When I was little I longed to be an only child, I felt my little sis got all the fuss and attention. Many years later, with both parents long dead, I am so glad we are close, although it's not been an easy ride! We mean a lot to each other now, I can safely say.

Teakind · 22/02/2019 21:01

I adore my siblings (although we of course annoy each other at times!)

kateclarke · 22/02/2019 21:02

No. I’m a middle child.

My older sister bullied me throughout childhood.

My younger brother is lovely, but I worried a lot about him growing up.

I have an only child and am happy with my decision.

MessEnoughClean · 22/02/2019 21:03

Just to give the other side of this, I'm an only child and very glad of it. I saw the squabbles my friends had with their siblings growing up and was glad to be free of that. I saw cousins semi regularly and had friends round but also liked being on my own, and still do.

VictoriaBun · 22/02/2019 21:05

I'm an only and both parents now dead. It's a shame I have no-one to share in the ' Can you remember when ' of childhood.

RogersVideo · 22/02/2019 21:05

My two sisters were born just before my 3rd birthday. I can't imagine my childhood without them.

PhilomenaButterfly · 22/02/2019 21:06

Mine are so much younger than me that I don't really know them.

MovingThisYearDefinitely · 22/02/2019 21:08

Hell NO! I'm a middle child of 3 sisters. Both my sisters are selfish c*s who tried to rip off our father & have had nothing to do with either of us since I put a stop to their behaviour! Angry

Coffeeandcrumpet · 22/02/2019 21:08

I am an only and although I had brilliant childhood I wish I had a sibling. I have two dc and i love watching their relationship.

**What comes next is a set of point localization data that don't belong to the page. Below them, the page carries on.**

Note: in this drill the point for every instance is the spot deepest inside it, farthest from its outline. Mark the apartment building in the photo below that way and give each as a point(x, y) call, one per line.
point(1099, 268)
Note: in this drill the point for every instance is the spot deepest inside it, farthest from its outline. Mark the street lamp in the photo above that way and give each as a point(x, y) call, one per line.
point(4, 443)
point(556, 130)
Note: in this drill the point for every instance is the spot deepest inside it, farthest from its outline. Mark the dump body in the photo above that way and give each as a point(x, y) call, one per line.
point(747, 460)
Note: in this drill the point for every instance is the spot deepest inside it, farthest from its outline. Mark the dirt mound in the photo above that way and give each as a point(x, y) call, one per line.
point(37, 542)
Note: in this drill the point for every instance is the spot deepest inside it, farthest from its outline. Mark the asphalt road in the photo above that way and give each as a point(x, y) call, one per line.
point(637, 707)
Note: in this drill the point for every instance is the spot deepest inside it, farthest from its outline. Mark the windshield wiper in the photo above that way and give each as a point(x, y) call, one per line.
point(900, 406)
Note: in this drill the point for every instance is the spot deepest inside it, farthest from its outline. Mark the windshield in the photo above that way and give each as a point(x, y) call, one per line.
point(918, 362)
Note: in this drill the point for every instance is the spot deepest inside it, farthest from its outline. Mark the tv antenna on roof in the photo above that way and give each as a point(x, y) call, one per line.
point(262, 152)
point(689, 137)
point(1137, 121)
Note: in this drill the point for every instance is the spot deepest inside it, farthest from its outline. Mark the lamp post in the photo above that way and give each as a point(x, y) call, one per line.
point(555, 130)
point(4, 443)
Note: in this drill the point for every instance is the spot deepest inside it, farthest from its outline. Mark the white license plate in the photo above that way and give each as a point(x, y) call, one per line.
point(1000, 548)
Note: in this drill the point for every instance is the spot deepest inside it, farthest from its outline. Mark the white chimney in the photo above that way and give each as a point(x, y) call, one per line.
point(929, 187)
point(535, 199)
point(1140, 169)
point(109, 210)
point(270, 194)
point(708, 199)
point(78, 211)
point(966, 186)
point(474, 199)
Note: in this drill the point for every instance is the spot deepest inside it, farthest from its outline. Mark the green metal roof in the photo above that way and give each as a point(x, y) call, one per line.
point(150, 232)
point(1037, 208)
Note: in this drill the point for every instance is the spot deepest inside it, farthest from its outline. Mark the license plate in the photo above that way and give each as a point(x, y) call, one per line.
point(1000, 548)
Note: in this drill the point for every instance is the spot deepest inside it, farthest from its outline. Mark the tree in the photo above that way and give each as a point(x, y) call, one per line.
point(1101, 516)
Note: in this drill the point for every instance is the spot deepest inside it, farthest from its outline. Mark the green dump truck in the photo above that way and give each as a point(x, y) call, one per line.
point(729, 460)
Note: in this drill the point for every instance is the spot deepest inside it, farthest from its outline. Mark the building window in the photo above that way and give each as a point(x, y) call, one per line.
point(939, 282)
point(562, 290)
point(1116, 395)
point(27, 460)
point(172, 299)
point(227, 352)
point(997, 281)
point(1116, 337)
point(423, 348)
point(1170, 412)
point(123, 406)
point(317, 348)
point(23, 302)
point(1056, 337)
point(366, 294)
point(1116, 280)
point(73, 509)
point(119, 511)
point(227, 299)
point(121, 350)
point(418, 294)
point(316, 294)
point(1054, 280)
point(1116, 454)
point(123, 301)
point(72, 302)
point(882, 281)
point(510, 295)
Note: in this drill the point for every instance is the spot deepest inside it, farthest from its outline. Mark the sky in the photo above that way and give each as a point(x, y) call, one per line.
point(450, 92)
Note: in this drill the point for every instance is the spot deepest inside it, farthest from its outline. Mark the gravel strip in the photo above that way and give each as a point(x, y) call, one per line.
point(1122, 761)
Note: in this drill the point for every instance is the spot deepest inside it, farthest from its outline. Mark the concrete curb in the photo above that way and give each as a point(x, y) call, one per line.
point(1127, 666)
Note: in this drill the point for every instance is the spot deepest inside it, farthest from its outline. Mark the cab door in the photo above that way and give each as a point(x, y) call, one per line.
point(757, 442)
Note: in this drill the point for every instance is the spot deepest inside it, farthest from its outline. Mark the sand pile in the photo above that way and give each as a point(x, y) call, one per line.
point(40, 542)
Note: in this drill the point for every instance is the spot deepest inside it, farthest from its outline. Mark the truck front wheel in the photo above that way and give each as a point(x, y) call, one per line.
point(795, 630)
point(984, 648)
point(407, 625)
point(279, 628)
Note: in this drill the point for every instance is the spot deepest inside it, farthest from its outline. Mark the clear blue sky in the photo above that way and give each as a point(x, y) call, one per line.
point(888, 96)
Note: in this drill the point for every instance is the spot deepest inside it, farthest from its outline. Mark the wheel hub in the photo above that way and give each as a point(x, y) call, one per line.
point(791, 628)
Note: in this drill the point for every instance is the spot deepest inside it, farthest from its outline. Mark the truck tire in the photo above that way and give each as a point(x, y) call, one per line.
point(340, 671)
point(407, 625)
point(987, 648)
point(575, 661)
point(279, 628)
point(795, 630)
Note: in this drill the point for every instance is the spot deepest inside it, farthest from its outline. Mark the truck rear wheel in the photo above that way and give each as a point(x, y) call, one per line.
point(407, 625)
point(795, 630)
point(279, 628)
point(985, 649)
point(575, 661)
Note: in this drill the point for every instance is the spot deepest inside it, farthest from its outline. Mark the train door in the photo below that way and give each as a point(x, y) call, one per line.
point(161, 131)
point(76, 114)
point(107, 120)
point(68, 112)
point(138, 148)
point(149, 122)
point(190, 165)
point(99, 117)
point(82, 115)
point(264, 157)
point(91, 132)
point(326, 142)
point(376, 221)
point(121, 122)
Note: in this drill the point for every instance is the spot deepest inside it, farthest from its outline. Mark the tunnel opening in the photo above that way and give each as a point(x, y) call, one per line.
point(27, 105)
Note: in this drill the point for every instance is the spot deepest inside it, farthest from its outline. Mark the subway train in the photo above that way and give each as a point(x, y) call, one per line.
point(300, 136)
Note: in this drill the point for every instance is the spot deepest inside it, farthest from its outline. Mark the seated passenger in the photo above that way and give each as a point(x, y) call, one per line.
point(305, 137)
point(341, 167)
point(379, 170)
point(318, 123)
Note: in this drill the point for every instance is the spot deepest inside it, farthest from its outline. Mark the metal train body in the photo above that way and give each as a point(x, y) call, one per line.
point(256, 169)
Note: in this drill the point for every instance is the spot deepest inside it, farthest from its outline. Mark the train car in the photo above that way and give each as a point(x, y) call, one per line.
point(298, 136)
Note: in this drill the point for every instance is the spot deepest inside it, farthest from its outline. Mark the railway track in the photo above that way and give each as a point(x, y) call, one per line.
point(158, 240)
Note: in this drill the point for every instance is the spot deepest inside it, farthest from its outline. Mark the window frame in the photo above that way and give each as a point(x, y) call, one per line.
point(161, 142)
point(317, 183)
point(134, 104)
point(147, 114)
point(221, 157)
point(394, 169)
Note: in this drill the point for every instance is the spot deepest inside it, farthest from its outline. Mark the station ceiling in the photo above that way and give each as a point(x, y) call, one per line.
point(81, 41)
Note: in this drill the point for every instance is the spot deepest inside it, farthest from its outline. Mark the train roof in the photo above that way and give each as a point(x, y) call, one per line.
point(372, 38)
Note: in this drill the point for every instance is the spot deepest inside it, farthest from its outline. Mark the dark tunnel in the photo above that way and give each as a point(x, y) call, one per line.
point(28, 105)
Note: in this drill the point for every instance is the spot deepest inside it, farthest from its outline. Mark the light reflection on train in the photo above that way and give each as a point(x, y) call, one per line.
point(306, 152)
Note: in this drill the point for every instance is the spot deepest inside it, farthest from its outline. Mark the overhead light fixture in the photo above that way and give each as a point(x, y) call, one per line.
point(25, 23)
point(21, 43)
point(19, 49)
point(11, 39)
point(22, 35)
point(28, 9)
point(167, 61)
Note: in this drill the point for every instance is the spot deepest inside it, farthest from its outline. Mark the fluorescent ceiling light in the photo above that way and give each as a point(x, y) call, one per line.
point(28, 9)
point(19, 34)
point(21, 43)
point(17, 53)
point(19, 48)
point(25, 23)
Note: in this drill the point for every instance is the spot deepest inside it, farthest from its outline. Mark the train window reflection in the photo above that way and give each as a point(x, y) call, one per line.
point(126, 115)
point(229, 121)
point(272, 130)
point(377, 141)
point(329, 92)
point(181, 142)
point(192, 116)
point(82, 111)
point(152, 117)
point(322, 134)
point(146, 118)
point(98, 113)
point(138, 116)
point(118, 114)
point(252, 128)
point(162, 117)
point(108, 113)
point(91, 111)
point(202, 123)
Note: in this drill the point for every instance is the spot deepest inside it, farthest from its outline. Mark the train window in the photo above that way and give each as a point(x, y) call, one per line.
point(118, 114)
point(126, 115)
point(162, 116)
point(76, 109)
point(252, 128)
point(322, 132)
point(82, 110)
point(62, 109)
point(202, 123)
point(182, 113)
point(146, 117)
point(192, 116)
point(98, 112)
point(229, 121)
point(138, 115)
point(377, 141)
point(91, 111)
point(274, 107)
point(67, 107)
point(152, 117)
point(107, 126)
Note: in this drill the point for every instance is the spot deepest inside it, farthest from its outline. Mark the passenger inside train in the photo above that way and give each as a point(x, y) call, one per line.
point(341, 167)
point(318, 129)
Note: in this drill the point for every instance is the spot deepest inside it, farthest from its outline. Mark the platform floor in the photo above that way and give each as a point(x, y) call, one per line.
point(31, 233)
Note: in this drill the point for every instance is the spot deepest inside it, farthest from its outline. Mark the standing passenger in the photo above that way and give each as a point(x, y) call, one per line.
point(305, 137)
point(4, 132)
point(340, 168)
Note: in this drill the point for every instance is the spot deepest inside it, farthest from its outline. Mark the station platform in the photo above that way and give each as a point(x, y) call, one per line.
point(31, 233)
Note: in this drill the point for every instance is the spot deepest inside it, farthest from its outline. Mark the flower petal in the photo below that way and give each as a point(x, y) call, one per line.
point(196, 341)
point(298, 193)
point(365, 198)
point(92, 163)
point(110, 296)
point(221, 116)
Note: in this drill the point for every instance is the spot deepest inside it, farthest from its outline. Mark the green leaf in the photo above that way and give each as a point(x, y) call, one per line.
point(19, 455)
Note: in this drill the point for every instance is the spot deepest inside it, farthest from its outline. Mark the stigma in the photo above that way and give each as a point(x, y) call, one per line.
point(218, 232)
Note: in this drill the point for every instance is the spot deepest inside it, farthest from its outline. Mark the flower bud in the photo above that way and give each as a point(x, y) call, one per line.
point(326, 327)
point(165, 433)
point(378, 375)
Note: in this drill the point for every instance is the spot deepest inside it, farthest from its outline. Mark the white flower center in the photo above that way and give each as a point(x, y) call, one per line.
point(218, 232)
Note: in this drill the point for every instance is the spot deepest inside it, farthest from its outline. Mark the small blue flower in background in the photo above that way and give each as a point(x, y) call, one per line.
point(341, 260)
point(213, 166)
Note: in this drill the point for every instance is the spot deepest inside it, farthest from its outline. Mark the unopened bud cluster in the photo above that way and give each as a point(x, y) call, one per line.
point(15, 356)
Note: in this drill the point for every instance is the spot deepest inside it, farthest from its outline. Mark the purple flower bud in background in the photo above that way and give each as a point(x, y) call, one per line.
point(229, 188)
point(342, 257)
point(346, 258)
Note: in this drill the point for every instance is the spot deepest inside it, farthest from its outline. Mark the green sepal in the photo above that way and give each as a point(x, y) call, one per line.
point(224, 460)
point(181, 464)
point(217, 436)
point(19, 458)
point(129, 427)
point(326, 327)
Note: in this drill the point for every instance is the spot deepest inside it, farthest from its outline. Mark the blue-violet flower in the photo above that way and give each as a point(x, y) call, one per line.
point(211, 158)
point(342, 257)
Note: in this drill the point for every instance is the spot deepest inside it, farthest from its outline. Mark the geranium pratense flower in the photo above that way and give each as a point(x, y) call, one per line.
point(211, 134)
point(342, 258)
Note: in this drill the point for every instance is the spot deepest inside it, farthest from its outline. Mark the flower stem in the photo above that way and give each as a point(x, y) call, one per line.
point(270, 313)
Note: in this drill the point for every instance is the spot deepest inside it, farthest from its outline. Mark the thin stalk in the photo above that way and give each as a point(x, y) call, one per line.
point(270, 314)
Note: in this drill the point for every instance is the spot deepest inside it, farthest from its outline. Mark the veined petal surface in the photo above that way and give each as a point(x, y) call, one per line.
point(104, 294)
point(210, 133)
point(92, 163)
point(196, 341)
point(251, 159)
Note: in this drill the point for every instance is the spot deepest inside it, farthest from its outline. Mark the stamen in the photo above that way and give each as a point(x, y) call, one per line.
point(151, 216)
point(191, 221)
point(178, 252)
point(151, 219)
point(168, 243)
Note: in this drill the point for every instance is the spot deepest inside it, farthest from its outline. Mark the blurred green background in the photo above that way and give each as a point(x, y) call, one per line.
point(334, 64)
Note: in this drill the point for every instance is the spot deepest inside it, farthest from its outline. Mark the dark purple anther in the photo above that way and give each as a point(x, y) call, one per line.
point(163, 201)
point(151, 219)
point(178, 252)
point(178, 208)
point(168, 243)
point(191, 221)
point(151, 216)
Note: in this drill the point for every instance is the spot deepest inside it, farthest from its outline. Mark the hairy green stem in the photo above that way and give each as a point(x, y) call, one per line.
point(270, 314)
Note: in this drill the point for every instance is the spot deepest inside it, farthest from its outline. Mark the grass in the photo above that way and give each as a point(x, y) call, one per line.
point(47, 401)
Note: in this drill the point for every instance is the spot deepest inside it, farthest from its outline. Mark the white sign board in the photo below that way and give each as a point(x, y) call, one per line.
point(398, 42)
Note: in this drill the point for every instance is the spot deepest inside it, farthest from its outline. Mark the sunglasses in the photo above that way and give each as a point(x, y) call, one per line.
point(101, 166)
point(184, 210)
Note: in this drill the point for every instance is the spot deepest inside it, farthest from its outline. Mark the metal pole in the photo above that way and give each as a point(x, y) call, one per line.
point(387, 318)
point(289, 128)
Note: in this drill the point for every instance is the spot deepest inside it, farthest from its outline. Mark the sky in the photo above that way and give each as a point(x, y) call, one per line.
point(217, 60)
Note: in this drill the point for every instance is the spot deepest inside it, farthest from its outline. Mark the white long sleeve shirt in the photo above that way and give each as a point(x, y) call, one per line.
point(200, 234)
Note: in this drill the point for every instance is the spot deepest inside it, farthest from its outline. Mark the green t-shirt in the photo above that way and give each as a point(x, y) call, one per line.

Crunchymum · 22/02/2019 21:08

Geographically close to my siblings, emotionally not at all (2 very serious issues mean I rarely to speak to 2 of my 3 siblings at the moment, but this is shit I hope that will pass). Growing up I adored being part of a big, boisterous family and I loved the company and commanderie.

Hidingtonothing · 22/02/2019 21:08

No, one DB and I don't remember a time we got on. DM reckons we were close when we were little but my only memories of him as a child are of him being vile to me and nothing much has changed in adulthood. I'm pretty sure I've only ever been someone to pick on for him so contact has dwindled to pretty much NC now.

I do identify with some pp's feelings though, I'm an older mum so knowing my DD has someone is important to me. DH has older DC fortunately so DD has half siblings, I may well have had a second otherwise as I would hate to think she would be alone when we've gone. I don't feel she's missed out by not having a full time sibling (for want of a better expression) closer in age though, I got nothing positive from that experience myself so there was nothing to recommend it for me.

TemporaryPermanent · 22/02/2019 21:10

Generally yes. We are all extremely different though, and as we get older some of the differences are looming larger rather than smaller, which is a surprise. Both my siblings are several years older than me, which meant we weren't close as young children either. We all live quite a long way from each other and although we are fond of each other's children none of us is the kind of aunt/uncle you read about.

My ds is an only and I'm at peace with that now he's 15. I don't think your reasons are good ones tbh. I bitterly regretted not have g another between him being aged about 4 and 11.

Parthenope · 22/02/2019 21:11

Eldest of four, and feel our childhood was far too crowded -- not enough space, money or parental attention for us all. Not unrelated that as adults, we're all very different people and live in different countries, and like our own space. I have an only child by choice.